De voorhangperiode duurt in beginsel 30 dagen. Recesdagen worden daarbij in beginsel niet meegeteld, zo volgt uit de memorie van toelichting bij artikel 4.10 Cw. Die toelichting wijst er echter ook op dat een minister de Kamer kan laten weten dat uitstel van het vaststellen van de regeling niet in het belang van de Staat is en de Kamer dan kan verzoeken om binnen 30 dagen inclusief recesdagen uitsluitsel te geven over haar standpunten.3 Het snel beschikbaar kunnen stellen van de aanvullende middelen aan provincies en het doorvoeren van de wijzigingen is van belang om beweging te houden in de provinciale gebiedsprocessen – die volgens de provincies in belangrijke mate afhankelijk zijn van de wijzigingen die met dit voorstel kunnen worden doorgevoerd – en daarmee het op korte termijn kunnen realiseren van koopovereenkomsten met geïnteresseerde veehouders. Zoals hiervoor aangegeven is het onder meer voor het legalisatieprogramma van belang dat de met de opkoop samenhangende stikstofopbrengsten snel kunnen worden gerealiseerd.
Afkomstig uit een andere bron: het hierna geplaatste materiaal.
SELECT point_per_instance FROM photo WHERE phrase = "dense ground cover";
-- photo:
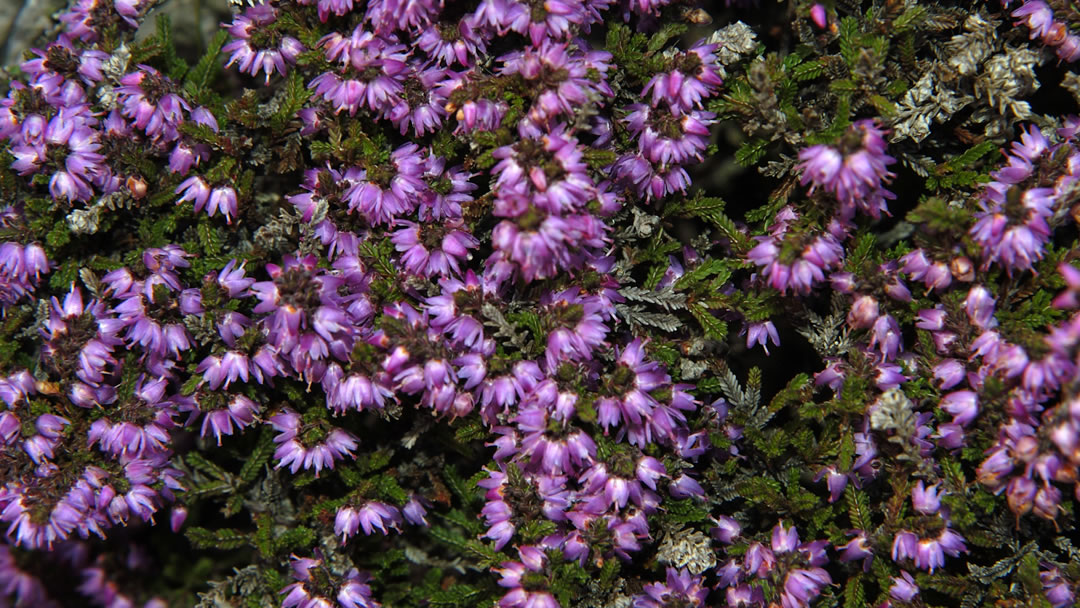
(541, 304)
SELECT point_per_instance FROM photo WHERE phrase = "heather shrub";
(542, 304)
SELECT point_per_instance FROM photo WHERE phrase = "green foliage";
(221, 539)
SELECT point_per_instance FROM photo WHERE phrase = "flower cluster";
(453, 304)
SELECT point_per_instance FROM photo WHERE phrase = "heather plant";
(526, 304)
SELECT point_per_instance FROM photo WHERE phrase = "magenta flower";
(433, 250)
(69, 149)
(258, 45)
(682, 589)
(370, 516)
(855, 172)
(693, 77)
(301, 446)
(149, 98)
(669, 138)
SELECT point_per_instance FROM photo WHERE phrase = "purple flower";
(854, 172)
(433, 250)
(563, 78)
(258, 45)
(926, 500)
(692, 77)
(459, 41)
(392, 190)
(148, 97)
(422, 105)
(579, 326)
(903, 588)
(372, 78)
(669, 138)
(553, 19)
(370, 516)
(307, 592)
(309, 446)
(682, 589)
(69, 149)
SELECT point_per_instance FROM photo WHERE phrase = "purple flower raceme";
(788, 266)
(309, 446)
(150, 99)
(219, 199)
(1012, 227)
(69, 150)
(21, 268)
(854, 171)
(1039, 17)
(669, 138)
(372, 75)
(258, 44)
(316, 586)
(369, 516)
(682, 589)
(693, 76)
(433, 250)
(559, 73)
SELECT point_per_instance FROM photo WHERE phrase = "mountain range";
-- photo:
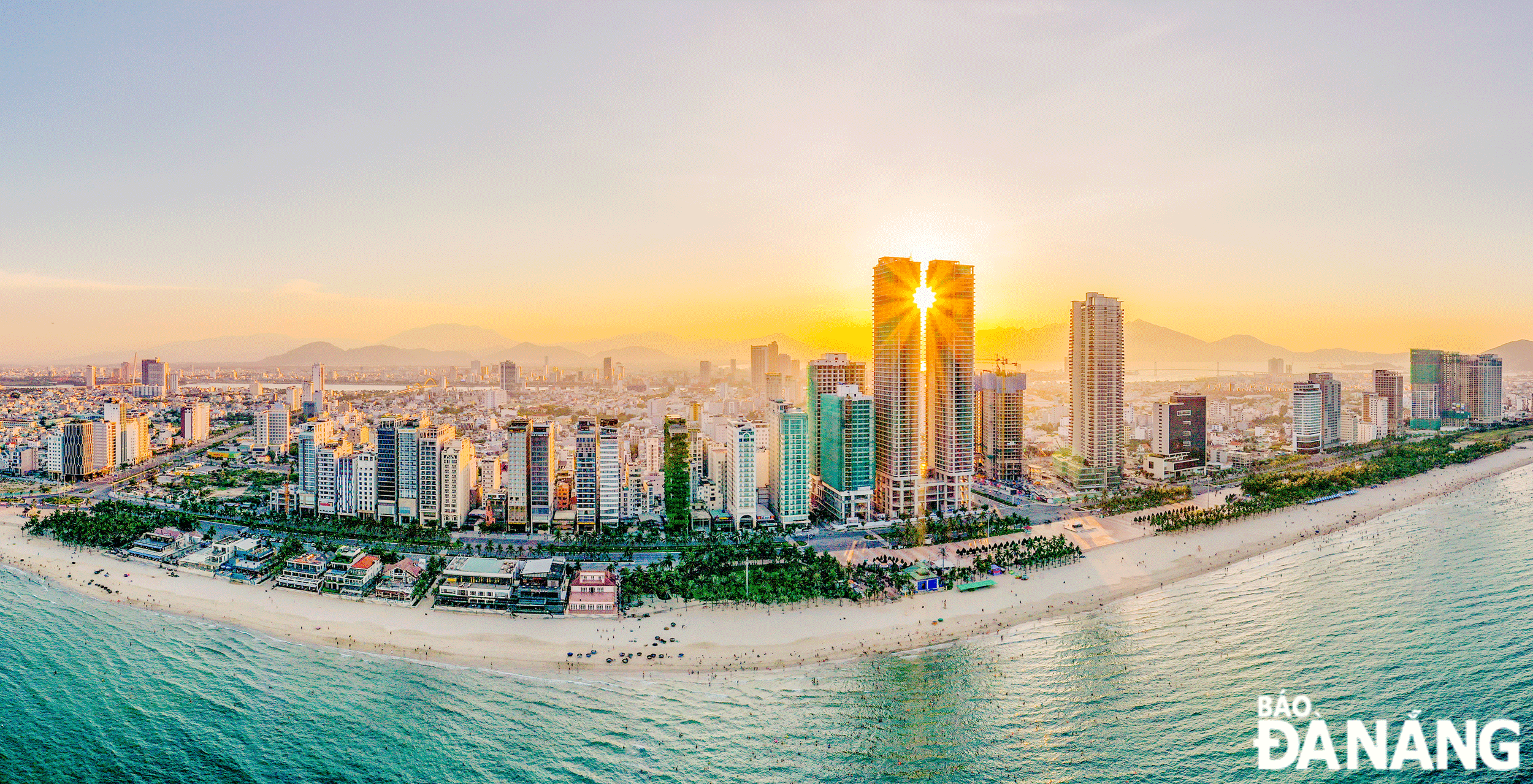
(437, 345)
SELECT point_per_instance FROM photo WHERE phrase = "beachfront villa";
(161, 546)
(479, 584)
(399, 581)
(540, 585)
(212, 558)
(594, 593)
(350, 572)
(304, 572)
(250, 561)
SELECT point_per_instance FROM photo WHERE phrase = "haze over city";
(1314, 175)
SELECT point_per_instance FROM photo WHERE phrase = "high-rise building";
(609, 459)
(789, 463)
(1329, 409)
(847, 452)
(949, 385)
(1095, 457)
(407, 466)
(897, 386)
(88, 449)
(1310, 419)
(456, 484)
(541, 465)
(155, 373)
(194, 422)
(1480, 383)
(773, 386)
(1426, 389)
(1391, 386)
(272, 428)
(428, 469)
(312, 437)
(761, 365)
(738, 484)
(1003, 449)
(587, 474)
(335, 484)
(318, 383)
(1179, 437)
(827, 376)
(516, 481)
(385, 440)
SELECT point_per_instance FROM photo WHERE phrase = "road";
(102, 486)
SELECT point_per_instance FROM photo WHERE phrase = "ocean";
(1426, 610)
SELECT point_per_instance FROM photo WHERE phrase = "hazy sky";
(1313, 173)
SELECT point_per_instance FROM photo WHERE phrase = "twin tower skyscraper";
(922, 386)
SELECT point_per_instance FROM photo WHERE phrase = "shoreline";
(719, 637)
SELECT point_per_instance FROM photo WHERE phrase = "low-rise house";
(594, 593)
(540, 585)
(339, 576)
(361, 576)
(304, 572)
(161, 546)
(213, 557)
(397, 582)
(479, 584)
(250, 561)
Gezien deze belangen ben ik van mening dat uitstel van het vaststellen van de regeling niet in het belang van de Staat is en verzoek ik uw Kamer om mij uiterlijk op 24 december 2021 uitsluitsel te geven over haar standpunten. Ik zal bijgaande regeling niet eerder vaststellen dan op 25 december 2021.

Kader «Beleidskeuzes uitgelegd»

Met ingang van 1 november 2021 worden voorstellen met significante financiële gevolgen (€ 20 miljoen of meer in enig jaar) voorzien van een kader «beleidskeuzes uitgelegd». Over deze werkwijze is de Kamer geïnformeerd via (Kamerstuk 31 865, nr. 198). Dit betreft een onderbouwing van de doeltreffendheid, doelmatigheid en evaluatie op basis van artikel 3.1 Cw. In het vervolg van deze brief treft uw Kamer hier een omschrijving van aan wat betrekking heeft op het hiervoor omschreven beleid. Deze omschrijving is aanvullend op de eerder aan uw Kamer aangeboden artikel 3.1 Cw-bijlage behorende bij het beleidsvoorstel «Gerichte opkoop van veehouderijlocaties met hoge stikstofdepositie nabij stikstofgevoelige Natura 2000-gebieden», verzonden als bijlage bij de kabinetsreactie op het eindadvies «Niet alles kan overal» van het Adviescollege Stikstofproblematiek4 en mijn brief aan uw Kamer van 4 februari 20215 met mijn reactie op de wetenschappelijke toets6 op deze Cw-bijlage die prof. dr. Hens Runhaar en dr. ir. Wim de Haas op verzoek van de vaste commissie voor Landbouw, Natuur en Voedselkwaliteit hebben uitgevoerd.

Onderdeel

Toelichting

Nagestreefde doelen

Deze ontwerpregeling is bedoeld ter vervanging van de Rpav zoals zij gold tot 1 november 2021. Doel van de verhoging van het subsidieplafond van de Rpav met € 133,4 mln. en het doorvoeren van enkele inhoudelijke wijzigingen is het (verder) willen verminderen van de stikstofdepositie in stikstofgevoelige en overbelaste Natura 2000-gebieden via enerzijds het opkopen van meer veehouderijen met extra budget en anderzijds het beter benutten van de eerder aan provincies beschikbaar gestelde middelen.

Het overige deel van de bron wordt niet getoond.